The second RMS St. Patrick was a steam packet ferry of the St George Steam Packet Company which served entirely in Ireland, running from Cork to Waterford. She was ordered in 1825 following the selling of the first St. Patrick the previous year. She continued serving the company until 1831, when she grounded with no loss of life. She was launched on 19 August 1825 in Liverpool with a tonnage of 203 or 300 depending on the source (mentioned in infobox). She measured 130 ft in length by 22 ft

== Loss ==
On 24 November 1831, the St. Patrick grounded on a sand bar in thick fog off Hook Tower in Waterford at the end of her voyage. There were no casualties, and she was not commanded by her normal captain on her fateful voyage. An unnamed newspaper said:

"Information was received in this city on Monday, of the loss of the St. Patrick steamer (late of Bristol), on Friday evening last [24 November 1831], about six o'clock, off the Hook Tower, Waterford, in a dense fog. Her bottom is said to be beat out. The crew and passengers were saved.
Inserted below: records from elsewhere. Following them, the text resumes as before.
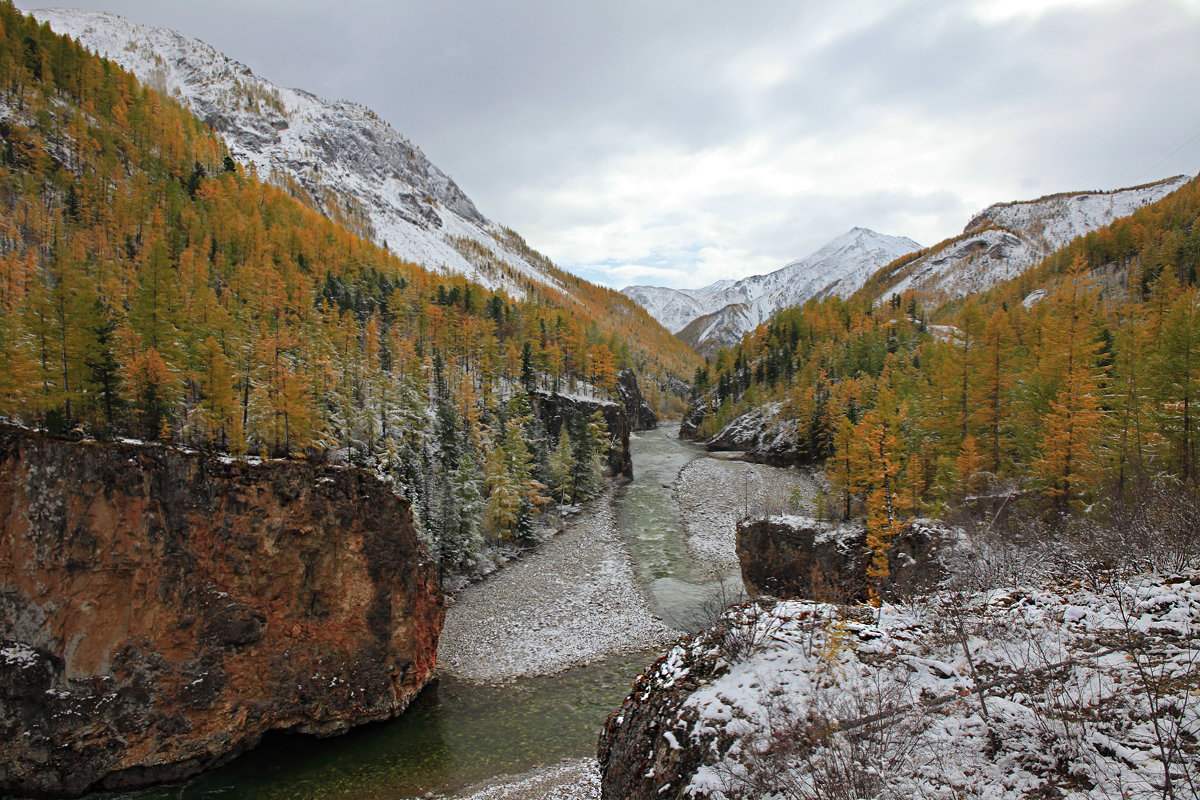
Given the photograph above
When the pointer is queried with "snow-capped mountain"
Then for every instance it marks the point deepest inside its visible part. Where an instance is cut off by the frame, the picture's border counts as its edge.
(352, 163)
(720, 313)
(1009, 238)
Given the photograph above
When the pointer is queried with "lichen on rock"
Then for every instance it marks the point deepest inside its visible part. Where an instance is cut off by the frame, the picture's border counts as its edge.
(160, 609)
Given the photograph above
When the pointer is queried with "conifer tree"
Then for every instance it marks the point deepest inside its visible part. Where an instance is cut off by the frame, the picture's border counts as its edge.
(1067, 463)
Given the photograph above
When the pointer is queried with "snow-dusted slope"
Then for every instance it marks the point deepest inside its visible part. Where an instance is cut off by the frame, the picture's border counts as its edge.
(341, 154)
(672, 307)
(738, 306)
(1009, 238)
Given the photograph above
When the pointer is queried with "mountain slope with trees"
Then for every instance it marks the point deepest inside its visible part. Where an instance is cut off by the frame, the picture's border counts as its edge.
(151, 287)
(1073, 383)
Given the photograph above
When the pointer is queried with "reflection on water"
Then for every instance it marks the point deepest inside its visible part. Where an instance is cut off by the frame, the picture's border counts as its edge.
(681, 591)
(454, 734)
(457, 733)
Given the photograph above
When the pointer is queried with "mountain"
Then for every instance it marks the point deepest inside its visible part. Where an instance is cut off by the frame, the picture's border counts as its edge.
(718, 314)
(1009, 238)
(337, 156)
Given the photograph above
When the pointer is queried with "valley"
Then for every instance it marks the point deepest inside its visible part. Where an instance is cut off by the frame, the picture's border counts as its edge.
(534, 657)
(317, 482)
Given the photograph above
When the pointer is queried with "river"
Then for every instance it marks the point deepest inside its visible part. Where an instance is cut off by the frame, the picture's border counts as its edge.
(463, 732)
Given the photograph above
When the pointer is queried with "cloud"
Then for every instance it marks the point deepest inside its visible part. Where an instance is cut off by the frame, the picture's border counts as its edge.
(682, 142)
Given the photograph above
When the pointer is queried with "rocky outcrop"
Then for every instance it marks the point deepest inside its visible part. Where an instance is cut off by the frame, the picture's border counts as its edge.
(553, 409)
(793, 557)
(799, 557)
(645, 752)
(763, 435)
(694, 417)
(160, 611)
(641, 415)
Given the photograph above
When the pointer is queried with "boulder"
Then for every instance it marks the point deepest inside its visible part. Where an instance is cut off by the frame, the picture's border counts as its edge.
(641, 415)
(792, 557)
(553, 408)
(161, 611)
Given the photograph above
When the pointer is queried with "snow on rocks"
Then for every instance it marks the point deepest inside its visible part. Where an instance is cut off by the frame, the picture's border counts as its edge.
(571, 780)
(1053, 691)
(714, 493)
(570, 602)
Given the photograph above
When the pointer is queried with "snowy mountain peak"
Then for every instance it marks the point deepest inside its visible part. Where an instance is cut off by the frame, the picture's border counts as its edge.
(1006, 239)
(719, 313)
(354, 166)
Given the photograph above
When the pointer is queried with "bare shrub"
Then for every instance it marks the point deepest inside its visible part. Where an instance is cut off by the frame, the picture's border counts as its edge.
(807, 756)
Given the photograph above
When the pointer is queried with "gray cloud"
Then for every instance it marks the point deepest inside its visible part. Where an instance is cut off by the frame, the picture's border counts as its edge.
(679, 142)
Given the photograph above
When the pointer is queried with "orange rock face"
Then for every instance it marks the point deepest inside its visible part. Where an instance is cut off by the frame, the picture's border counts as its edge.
(161, 611)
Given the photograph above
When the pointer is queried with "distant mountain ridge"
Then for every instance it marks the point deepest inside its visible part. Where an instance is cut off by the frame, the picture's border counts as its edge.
(1006, 239)
(718, 314)
(353, 166)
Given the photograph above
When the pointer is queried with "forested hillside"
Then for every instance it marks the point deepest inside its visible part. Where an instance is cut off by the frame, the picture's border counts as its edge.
(150, 287)
(1075, 382)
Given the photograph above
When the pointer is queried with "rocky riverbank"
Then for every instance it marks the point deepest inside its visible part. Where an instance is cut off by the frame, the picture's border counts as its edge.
(573, 601)
(161, 611)
(714, 493)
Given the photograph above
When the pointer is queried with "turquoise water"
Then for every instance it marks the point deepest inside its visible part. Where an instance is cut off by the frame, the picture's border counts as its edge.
(459, 733)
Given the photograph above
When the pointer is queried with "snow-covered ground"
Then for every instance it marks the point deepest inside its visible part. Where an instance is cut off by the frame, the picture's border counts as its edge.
(738, 306)
(714, 493)
(342, 154)
(571, 780)
(573, 601)
(1056, 691)
(1024, 234)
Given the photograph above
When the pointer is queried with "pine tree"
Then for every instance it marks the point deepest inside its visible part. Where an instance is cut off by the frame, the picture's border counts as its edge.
(1071, 428)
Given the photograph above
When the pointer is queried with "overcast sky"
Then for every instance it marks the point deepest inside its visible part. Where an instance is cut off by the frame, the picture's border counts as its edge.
(678, 142)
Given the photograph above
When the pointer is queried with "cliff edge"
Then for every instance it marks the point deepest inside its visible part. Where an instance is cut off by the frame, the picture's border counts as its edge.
(160, 611)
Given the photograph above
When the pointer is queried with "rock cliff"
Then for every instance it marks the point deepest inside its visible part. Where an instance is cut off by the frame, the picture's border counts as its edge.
(553, 408)
(160, 611)
(793, 557)
(641, 415)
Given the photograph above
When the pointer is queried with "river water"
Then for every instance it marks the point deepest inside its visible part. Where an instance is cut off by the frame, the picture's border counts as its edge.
(457, 733)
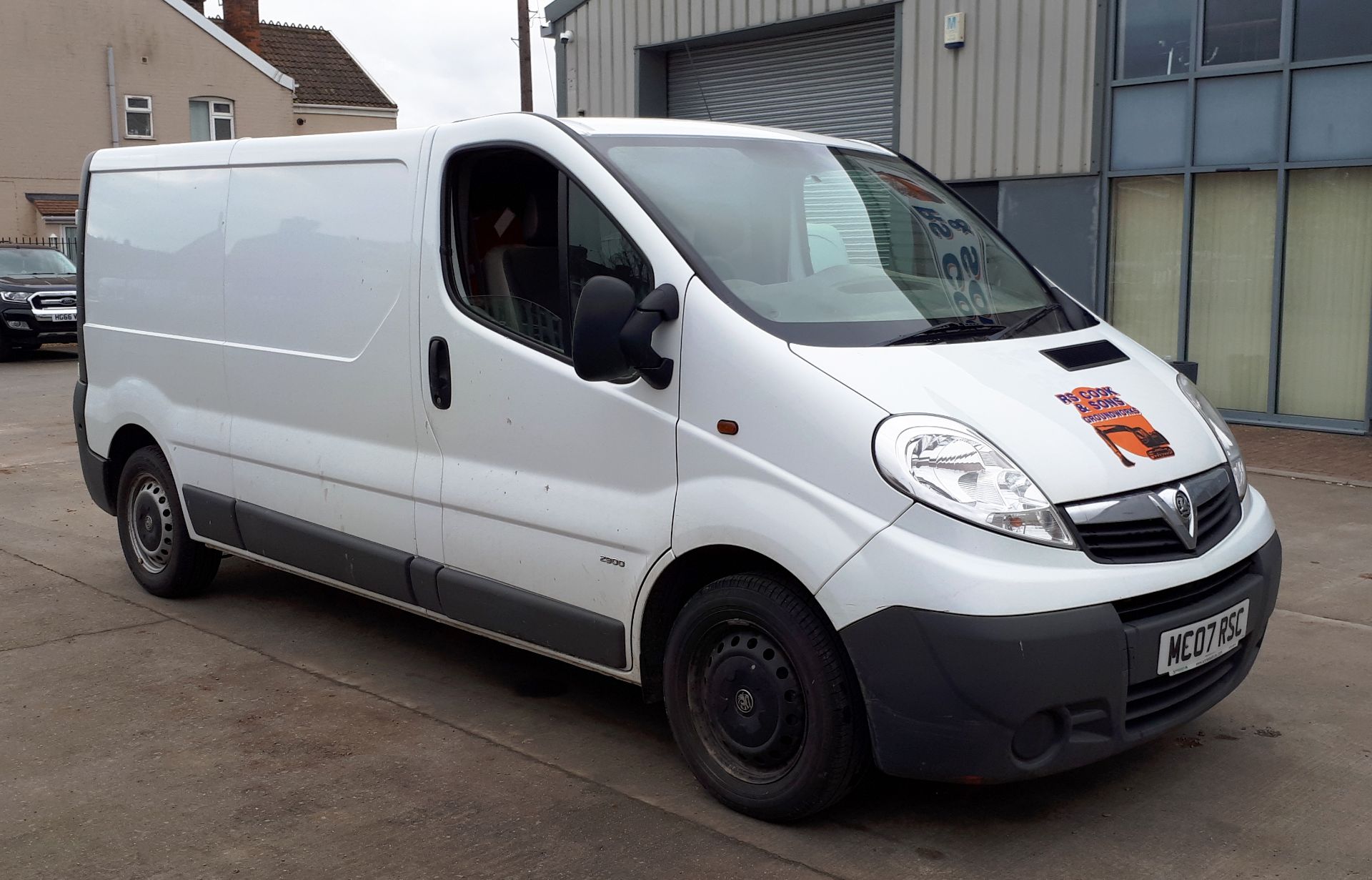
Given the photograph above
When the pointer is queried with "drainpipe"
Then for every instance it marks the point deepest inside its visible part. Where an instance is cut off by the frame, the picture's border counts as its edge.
(114, 102)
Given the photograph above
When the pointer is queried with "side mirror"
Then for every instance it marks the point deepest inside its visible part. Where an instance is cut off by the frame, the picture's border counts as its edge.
(612, 337)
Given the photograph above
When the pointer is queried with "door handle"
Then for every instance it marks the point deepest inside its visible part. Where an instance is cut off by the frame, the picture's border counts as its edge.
(441, 374)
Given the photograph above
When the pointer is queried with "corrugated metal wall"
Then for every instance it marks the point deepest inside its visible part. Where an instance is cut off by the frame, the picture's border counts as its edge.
(1017, 101)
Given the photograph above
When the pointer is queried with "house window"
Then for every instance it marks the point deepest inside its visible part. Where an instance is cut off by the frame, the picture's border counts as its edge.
(137, 116)
(212, 119)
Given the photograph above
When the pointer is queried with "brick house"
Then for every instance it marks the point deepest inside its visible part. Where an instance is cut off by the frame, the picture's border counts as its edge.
(84, 74)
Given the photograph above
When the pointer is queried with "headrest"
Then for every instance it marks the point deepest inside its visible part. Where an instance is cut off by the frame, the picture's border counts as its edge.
(540, 219)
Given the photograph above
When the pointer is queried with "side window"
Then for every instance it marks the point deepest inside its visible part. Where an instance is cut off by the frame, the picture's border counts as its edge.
(507, 228)
(597, 246)
(526, 241)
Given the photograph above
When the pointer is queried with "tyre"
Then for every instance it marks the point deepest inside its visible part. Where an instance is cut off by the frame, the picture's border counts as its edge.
(762, 701)
(156, 545)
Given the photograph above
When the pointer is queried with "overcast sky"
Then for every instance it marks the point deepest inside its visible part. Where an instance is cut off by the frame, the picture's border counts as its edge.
(438, 59)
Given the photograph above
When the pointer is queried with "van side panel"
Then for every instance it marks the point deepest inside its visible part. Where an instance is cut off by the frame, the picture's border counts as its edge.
(154, 315)
(747, 489)
(317, 327)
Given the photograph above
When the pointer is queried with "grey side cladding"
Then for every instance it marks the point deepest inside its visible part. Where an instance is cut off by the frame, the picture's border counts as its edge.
(530, 617)
(413, 580)
(324, 551)
(213, 515)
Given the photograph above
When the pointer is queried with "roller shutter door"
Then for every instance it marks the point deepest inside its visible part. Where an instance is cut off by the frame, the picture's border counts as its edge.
(835, 81)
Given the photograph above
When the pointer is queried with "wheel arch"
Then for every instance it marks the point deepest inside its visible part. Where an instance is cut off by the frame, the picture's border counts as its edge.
(674, 586)
(126, 441)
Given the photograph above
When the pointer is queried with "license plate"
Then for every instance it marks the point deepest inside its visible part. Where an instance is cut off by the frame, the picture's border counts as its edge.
(1197, 644)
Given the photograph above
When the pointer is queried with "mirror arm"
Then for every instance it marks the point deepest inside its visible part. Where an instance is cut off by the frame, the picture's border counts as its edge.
(660, 305)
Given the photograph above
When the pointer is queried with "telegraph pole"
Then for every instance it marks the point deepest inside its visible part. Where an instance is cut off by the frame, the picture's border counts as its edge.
(526, 81)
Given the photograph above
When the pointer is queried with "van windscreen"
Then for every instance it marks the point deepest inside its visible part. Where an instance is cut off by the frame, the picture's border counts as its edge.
(833, 246)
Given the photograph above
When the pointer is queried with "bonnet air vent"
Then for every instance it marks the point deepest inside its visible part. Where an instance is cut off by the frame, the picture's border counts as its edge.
(1087, 355)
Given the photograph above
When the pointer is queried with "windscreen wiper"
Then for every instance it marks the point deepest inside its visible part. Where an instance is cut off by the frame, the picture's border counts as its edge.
(1025, 325)
(945, 331)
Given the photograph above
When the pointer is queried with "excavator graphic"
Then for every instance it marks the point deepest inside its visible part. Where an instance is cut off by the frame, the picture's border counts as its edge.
(1121, 426)
(1155, 445)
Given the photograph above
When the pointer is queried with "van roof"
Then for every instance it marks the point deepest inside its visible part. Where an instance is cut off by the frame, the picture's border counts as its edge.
(402, 143)
(693, 128)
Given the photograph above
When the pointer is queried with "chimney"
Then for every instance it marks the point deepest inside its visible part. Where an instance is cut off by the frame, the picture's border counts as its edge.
(240, 21)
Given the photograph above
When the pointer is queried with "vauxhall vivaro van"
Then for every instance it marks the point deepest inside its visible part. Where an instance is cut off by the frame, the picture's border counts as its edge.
(770, 423)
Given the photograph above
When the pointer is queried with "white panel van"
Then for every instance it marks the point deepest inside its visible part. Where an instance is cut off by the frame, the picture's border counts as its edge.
(770, 423)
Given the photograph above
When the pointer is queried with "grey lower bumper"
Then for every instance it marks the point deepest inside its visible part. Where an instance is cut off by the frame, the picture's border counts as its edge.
(996, 699)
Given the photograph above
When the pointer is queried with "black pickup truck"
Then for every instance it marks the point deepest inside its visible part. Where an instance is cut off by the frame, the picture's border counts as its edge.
(37, 298)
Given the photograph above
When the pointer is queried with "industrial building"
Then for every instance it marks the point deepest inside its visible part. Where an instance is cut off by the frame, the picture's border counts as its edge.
(1198, 171)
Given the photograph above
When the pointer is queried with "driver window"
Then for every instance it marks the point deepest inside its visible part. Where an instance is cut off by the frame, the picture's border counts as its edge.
(507, 225)
(523, 254)
(597, 246)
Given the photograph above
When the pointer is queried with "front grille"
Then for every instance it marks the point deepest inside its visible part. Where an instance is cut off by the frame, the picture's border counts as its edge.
(1160, 702)
(1131, 529)
(1151, 604)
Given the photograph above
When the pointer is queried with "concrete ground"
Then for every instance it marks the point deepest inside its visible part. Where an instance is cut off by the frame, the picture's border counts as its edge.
(280, 728)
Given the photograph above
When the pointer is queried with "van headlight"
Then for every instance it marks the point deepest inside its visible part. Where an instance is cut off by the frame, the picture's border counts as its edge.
(1221, 432)
(948, 465)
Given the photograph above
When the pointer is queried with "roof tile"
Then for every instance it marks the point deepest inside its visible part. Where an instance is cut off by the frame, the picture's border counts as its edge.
(322, 68)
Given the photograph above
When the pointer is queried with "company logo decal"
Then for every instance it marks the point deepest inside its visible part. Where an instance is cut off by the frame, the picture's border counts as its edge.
(1121, 426)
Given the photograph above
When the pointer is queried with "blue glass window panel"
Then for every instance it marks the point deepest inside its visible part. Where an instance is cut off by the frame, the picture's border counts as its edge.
(1331, 113)
(1333, 29)
(1149, 127)
(1239, 120)
(1154, 37)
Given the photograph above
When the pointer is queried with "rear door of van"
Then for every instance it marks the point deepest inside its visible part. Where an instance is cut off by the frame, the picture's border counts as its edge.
(548, 498)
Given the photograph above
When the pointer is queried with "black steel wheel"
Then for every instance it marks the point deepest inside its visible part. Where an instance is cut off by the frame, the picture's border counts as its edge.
(159, 550)
(762, 701)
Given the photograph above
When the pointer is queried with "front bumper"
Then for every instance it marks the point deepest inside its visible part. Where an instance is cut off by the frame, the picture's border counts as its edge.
(993, 699)
(22, 325)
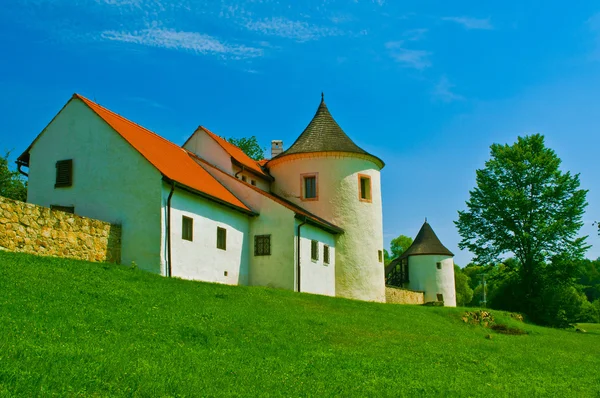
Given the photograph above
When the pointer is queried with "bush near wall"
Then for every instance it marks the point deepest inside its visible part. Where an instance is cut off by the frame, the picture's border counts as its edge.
(29, 228)
(396, 295)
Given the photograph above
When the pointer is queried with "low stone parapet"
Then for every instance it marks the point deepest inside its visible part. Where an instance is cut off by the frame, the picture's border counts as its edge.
(28, 228)
(396, 295)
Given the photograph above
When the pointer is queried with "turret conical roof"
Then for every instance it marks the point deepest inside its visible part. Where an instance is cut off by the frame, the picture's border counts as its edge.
(426, 242)
(323, 134)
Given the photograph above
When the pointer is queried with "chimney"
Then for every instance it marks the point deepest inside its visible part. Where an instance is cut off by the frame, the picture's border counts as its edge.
(276, 148)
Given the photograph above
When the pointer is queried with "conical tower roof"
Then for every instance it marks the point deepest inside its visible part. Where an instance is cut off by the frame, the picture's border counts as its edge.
(323, 134)
(426, 242)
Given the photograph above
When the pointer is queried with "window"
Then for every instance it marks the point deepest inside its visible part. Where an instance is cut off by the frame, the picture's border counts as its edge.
(325, 254)
(364, 185)
(221, 238)
(309, 187)
(187, 228)
(64, 173)
(66, 209)
(314, 250)
(262, 245)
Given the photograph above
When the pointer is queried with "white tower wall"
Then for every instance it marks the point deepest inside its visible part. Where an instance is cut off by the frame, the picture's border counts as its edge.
(424, 275)
(359, 274)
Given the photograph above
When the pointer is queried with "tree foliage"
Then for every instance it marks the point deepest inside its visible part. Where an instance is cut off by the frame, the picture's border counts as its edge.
(250, 146)
(399, 245)
(12, 184)
(524, 205)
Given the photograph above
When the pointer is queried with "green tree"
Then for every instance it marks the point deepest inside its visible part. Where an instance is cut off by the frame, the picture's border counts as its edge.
(250, 146)
(399, 245)
(464, 293)
(525, 205)
(12, 184)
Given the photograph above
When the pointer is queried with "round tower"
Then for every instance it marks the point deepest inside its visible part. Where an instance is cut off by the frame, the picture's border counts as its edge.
(430, 267)
(326, 173)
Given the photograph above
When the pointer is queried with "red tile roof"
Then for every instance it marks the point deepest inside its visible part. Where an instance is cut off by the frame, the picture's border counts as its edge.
(170, 159)
(295, 208)
(237, 154)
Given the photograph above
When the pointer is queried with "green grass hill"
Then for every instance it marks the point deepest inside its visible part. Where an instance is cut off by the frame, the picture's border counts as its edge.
(72, 328)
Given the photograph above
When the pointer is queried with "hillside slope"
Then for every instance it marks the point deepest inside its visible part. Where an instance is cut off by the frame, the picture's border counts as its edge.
(76, 328)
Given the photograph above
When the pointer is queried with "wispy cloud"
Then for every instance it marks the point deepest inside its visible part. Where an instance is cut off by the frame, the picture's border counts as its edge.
(471, 23)
(415, 34)
(193, 42)
(416, 59)
(296, 30)
(443, 91)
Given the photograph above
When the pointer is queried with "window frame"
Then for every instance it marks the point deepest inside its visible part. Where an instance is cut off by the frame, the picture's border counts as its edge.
(360, 190)
(185, 231)
(314, 250)
(265, 237)
(303, 178)
(326, 254)
(64, 167)
(221, 239)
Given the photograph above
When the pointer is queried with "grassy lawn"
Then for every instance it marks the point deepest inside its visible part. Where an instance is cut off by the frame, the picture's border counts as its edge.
(75, 328)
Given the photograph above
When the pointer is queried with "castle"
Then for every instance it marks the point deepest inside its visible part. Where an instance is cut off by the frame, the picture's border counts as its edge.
(308, 219)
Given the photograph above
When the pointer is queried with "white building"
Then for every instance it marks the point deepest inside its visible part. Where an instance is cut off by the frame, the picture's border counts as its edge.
(309, 219)
(427, 266)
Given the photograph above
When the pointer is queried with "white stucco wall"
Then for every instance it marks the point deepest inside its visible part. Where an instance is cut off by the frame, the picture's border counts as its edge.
(111, 180)
(359, 274)
(278, 269)
(316, 276)
(424, 275)
(208, 149)
(200, 259)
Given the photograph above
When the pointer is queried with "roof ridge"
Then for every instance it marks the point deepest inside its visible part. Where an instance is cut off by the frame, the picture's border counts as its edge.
(84, 99)
(269, 195)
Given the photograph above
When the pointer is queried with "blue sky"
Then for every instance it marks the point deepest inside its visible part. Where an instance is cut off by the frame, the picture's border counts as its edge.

She was bound from Cork to Waterford, and it was intended to put her on the line from the latter port to Liverpool. Her usual Captain (Goff) was not on board at the time of the accident."

Following the disaster, the wreck was not refloated or even salvaged, but a new ship by the same name was ordered. Divers in 1989 reported finding pieces of brass on the seabed in 9 ft-12 ft of water around 52°9' N, 6°55' W. Although this is close to where the vessel is reported to have sunk, many ships have also been lost in that area. Her replacement RMS St. Patrick also sank nearby seven years later.